While the world’s attention is on Greece this week, a very interesting development is taking place in the usually sleeping capital of Armenia, as citizens are taking to the streets to protest against rising electricity prices brought about by a Russian state-owned company.
For years now, it is has been the policy of the Kremlin to lock down neighboring countries into aggressive energy deals, from pipelines to gas storage and distribution to electricity generation.

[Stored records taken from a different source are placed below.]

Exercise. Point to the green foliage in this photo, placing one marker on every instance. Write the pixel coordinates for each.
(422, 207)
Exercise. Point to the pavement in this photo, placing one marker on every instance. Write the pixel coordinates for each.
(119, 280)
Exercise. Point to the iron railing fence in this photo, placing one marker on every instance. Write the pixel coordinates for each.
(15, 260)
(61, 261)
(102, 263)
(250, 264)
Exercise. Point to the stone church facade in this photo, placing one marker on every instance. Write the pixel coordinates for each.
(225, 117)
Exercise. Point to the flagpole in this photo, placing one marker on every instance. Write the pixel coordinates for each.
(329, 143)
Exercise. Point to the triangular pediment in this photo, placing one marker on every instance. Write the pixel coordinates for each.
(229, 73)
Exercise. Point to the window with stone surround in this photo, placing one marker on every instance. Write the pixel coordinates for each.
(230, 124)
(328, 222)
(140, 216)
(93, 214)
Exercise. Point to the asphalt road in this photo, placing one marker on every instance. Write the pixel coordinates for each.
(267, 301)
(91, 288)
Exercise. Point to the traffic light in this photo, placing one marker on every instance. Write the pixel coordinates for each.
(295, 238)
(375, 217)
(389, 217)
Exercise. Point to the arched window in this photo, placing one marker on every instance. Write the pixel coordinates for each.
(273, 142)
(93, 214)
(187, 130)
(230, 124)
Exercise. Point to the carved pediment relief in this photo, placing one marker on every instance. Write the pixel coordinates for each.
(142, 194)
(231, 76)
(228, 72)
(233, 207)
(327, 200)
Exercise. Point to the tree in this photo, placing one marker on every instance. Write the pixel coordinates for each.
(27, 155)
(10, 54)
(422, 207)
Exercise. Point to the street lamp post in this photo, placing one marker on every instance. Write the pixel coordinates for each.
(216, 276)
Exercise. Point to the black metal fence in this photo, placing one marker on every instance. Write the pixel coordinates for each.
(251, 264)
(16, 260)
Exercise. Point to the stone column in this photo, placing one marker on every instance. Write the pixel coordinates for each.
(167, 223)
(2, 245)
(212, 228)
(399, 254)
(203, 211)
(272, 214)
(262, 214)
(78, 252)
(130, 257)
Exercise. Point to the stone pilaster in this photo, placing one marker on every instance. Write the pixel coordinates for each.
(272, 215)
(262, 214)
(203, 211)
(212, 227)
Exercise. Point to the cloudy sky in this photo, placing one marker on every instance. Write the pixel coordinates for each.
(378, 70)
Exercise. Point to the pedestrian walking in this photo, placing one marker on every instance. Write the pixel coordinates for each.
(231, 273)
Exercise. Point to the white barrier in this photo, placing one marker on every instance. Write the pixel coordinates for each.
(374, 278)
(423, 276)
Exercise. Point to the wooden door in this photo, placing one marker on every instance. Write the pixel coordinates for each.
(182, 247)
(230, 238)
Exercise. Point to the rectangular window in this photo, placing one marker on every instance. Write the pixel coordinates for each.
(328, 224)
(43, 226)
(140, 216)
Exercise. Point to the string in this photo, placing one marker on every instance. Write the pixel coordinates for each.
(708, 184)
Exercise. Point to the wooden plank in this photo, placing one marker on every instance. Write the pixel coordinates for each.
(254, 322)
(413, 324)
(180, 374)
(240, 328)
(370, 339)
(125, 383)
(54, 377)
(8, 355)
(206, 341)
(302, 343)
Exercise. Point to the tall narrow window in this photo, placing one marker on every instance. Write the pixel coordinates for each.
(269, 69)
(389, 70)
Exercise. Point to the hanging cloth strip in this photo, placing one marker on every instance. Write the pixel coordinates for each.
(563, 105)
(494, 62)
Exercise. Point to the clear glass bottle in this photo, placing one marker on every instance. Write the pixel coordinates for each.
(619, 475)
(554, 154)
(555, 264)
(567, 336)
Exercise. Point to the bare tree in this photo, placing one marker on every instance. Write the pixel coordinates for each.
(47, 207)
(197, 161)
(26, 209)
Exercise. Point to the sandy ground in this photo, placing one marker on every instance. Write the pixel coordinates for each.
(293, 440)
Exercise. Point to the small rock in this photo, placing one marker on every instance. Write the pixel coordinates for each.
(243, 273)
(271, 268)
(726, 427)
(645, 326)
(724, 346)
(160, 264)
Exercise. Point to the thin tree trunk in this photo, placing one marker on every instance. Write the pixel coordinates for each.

The problem with having this kind of leverage is that there can be extraordinary political costs when market conditions don’t match the political imperative, you end up with deeply upset local populations protesting against the perceived abuses of Russia’s energy imperialism.
While the Russian state media is working hard to spin these protests into yet another ‘Western NGO conspiracy,’ the situation is quickly becoming concerning.
More details from VICE News:
The protests began at the end of June after the government announced that electricity prices would be raised by 16 percent in August. The demonstrations often were referred to on social media as Electric Yerevan. After removing demonstrators today, Baghramian Avenue was reportedly reopened.
Demonstrations took a turn on June 24, when police used force in an attempt to break up the movement. Authorities fired water canons at the participants and arrested more than 200 people. Both police and demonstrators were reportedly injured during the clashes.
Following the controversial crackdown, Prime Minister Hovik Abrahamyan said demonstrators were violating the country’s constitution and that the government would not change its decision. He did, however, offer the possibility of providing compensation as relief for those unable to afford the price hike. President Serge Sarkisian also said Armenia would “bear the burden” of rate hikes for an unspecified length of time.
Electric Networks of Armenia — the nation’s power grid — requested the price increase. Much like other industrial interests in Armenia, the power grid is fully controlled by a Russian company, RAO UES. The power grid defended the request by claiming that overall losses were sparked by low profits and debt, RFE/RL reported.